1. Field of the Invention
This invention relates in general to a new useful method and for determining the rate of flow of particles in a deposition device during the coating of a substrate.
2. Description of the Prior Art
By rate of particle flow is meant the quantity of particles flowing within one second through a predetermined cross-sectional area of the particle current. In the deposition of thin layers on substrates, the measuring of the rate of particle flow is of particular importance since the properties of the layer (structure, constitution, variation of the material composition of the layer due to chemical reactions of the particles during the deposition, etc.) are appreciably influenced by the velocity of deposition so that, for a reproducible application of thin layers, a continuously uniform rate of the particle flow is necessary. Usually, the particle currents needed for the application of thin layers are produced by thermic evaporation or by atomization of the material to be deposited, effected by ion bombardment (for example, by cathode sputtering in rare gases). The substrates to be coated are positioned in the particle current. The rate of condensation on the substrate depends not only on the rate of particle flow but, in addition, on the coefficient of condensation.
The devices for deposition plants, up to date known as ratemeters, are based on the measurement of the vapor density .rho. in the evaporation current in the space between the vapor source and the substrates. Usually, this density is determined by measuring the vapor pressure by means of an ionization manometer into which the vapor particles are directed. Its relation to the evaporation rate R is given by the formula EQU R = .rho. . v
where v is the average velocity of the vapor particles in the direction from the source to the substrate. This velocity has not been measured in vacuum-deposition devices as yet. The use of a vapor density measuring instrument as a ratemeter was based on the assumption that, in a certain evaporation process in a given device, a measured vapor density is always associated with a definite velocity v which remains constant from measurement to measurement. This assumption, however, in general, is not correct with a sufficient accuracy so that a secure measuring of the rate merely by measuring the vapor density is not possible.
In addition, in the known measuring instruments, which must be located within the deposition device, disturbances occur frequently insofar as parts of the measuring equipment, for example, the electrodes of an ionization manometer, become coated themselves.

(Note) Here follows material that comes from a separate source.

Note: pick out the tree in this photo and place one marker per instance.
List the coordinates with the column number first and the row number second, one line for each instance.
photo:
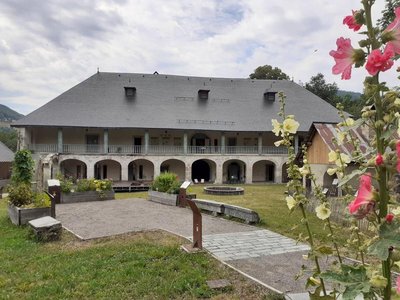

Another kind of known ratemeter uses the variation of the natural frequency of an oscillator quartz located in the device, which frequency variation results from the coating and is determined by means of electronic measuring equipment. From the frequency variation, the mass deposited per time unit on the quartz surface and, therefrom, the number of particles passing to condensation may be determined. These devices have the disadvantage that they make possible the measuring of the rate of flow only during a limited period of time since the layer deposited on the quartz must not exceed a certain thickness.
Further drawbacks of the known oscillator-quartz ratemeters are the disturbances which are caused by the heat radiation of the evaporation source and by the condensation heat which is released on the quartz surface during the coating thereof. In addition, oscillator-quartz-measuring equipments are susceptible to troubles caused by electric gas discharges which occur in deposition devices, primarily in the various processes of the atomization of solid matter by ion bombardment.